Ворча, ушла камеристка.
— Давно уж это. Но я не забыла… Сорок, почитай, лет тому назад… Как пришло время государыне Елисавете кончаться… в тот самый год… тоже гроза поздней осенью грянула… Вот-вот, такая же сильная… И деревья трепались по ветру, и стонало в парке… И дождь хлестал… А молнии… Вот-вот как эти… Помилуй, Господи… Как близко ударило… Грохот какой…
Она полузакрыла руками свои глаза.
Зубов должен был сделать усилие, чтобы преодолеть невольный страх, навеянный воспоминаниями Екатерины, сильным блеском молнии и грохотом громового раската, так некстати грянувшего в этот миг.
Но он сейчас же громко, хотя наполовину вынужденно, расхохотался:
— Ваше величество, ужли ж вы забыли опыты скромного друга вашего с электрическим спектаклем, который сейчас столь пугает вашу расстроенную душу?
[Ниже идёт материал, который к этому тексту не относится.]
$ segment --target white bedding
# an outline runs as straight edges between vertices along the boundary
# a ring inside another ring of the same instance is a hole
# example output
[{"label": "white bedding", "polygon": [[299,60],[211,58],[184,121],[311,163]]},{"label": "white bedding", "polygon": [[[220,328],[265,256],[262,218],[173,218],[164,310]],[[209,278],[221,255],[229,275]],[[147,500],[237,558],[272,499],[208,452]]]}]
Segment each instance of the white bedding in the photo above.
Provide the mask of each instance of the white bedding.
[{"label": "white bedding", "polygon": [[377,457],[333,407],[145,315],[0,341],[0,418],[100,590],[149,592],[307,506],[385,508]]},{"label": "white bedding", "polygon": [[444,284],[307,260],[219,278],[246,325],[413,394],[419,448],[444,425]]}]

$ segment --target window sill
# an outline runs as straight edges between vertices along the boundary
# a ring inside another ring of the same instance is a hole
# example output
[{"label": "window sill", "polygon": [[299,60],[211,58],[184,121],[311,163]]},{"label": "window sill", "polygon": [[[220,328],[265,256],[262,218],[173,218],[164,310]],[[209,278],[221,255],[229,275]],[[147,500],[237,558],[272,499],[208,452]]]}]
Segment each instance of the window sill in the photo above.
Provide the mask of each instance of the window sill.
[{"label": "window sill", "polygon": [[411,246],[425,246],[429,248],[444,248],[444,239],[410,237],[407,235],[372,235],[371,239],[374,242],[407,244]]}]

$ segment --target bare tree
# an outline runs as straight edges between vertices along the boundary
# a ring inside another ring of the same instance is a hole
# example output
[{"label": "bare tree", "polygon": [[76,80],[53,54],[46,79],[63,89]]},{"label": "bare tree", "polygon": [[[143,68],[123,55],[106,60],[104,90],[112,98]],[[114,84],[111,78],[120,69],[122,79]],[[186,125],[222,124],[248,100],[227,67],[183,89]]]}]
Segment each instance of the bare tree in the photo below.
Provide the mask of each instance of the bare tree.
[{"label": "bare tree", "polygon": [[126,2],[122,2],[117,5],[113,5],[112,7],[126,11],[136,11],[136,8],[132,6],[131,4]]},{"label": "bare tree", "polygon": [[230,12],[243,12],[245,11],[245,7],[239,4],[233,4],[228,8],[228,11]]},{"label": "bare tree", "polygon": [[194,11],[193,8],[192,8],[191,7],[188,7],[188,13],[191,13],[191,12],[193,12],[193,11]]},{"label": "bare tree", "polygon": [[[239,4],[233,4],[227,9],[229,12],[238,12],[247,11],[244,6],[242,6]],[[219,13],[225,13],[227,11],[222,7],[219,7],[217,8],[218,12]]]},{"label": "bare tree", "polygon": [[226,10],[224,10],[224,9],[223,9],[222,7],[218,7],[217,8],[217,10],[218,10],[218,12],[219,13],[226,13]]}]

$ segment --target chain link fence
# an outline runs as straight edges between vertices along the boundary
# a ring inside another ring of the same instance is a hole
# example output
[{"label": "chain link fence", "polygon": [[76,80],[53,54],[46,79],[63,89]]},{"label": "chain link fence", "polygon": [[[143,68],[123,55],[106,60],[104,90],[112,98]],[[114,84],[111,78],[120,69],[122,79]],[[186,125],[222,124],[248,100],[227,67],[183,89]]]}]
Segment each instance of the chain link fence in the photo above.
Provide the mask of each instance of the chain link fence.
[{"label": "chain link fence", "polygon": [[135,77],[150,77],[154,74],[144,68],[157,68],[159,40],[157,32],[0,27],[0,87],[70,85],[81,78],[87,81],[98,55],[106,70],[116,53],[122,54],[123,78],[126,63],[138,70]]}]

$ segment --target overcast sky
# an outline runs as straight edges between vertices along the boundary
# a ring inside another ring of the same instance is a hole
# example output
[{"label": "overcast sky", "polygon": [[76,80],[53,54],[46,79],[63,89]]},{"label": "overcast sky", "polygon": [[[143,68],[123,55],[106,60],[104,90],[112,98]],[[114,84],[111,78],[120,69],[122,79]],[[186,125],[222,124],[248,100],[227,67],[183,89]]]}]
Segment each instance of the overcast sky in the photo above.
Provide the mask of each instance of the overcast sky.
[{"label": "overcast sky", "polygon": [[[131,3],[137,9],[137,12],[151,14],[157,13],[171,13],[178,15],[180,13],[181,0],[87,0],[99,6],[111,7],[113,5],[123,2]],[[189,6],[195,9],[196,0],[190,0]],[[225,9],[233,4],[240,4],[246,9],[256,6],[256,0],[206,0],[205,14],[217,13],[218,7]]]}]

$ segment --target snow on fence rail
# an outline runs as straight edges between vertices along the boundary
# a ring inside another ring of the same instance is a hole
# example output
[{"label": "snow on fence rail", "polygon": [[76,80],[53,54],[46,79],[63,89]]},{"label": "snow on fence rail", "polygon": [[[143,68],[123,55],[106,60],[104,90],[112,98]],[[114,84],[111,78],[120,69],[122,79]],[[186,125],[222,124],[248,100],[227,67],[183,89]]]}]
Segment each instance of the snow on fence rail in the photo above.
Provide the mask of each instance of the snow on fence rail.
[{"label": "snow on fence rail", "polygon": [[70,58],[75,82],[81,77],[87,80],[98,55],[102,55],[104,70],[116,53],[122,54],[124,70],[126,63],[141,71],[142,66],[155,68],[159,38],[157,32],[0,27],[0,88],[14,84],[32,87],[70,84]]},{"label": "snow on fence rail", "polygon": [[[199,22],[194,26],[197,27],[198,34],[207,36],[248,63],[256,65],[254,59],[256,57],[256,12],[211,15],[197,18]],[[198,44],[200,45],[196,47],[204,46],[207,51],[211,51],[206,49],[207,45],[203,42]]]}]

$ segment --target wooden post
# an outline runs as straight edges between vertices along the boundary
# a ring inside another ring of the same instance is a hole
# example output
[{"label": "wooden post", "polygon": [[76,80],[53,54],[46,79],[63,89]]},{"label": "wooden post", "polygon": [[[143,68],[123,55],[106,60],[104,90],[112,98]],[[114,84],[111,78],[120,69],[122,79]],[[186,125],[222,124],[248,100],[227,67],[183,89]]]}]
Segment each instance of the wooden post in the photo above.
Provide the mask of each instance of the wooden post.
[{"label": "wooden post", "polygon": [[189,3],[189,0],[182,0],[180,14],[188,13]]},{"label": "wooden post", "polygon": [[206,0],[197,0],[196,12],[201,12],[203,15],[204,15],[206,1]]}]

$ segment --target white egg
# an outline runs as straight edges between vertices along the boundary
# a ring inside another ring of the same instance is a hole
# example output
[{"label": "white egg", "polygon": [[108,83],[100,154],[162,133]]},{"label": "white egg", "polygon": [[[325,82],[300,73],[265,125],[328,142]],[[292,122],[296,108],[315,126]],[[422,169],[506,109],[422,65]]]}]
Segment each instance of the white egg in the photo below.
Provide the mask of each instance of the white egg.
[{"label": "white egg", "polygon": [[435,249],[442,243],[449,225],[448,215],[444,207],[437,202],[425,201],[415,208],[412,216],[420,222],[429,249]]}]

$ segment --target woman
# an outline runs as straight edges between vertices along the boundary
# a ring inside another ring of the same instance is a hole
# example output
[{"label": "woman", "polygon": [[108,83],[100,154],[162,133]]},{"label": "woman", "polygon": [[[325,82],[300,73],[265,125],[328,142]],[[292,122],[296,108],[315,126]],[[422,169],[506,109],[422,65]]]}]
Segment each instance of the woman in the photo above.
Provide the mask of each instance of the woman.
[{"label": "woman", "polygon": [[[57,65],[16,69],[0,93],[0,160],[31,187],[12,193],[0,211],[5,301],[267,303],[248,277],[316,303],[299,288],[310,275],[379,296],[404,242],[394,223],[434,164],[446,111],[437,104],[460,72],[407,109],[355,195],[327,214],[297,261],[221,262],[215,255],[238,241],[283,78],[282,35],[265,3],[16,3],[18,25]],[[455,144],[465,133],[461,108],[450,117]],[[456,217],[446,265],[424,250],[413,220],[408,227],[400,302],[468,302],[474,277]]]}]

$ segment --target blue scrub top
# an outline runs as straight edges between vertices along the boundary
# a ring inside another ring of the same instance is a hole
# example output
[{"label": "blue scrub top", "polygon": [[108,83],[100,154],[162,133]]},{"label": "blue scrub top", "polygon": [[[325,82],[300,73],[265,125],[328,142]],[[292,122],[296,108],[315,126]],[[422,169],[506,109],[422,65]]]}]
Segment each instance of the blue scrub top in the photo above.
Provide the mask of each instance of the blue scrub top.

Не желаю покидать вашего величества. Не уйду от тебя, матушка. А то бы можно спустить мой змей золоченый. Вот бы искр принесло! Что осенью гроза, тоже понятно. Лето позднее стояло, жаркое. Осень теплая необычно. И собралось довольно зарядов в облаках наверху и в земле. Вот и чудо все. Быть может, так оно случилось и в год смерти той покойной государыни.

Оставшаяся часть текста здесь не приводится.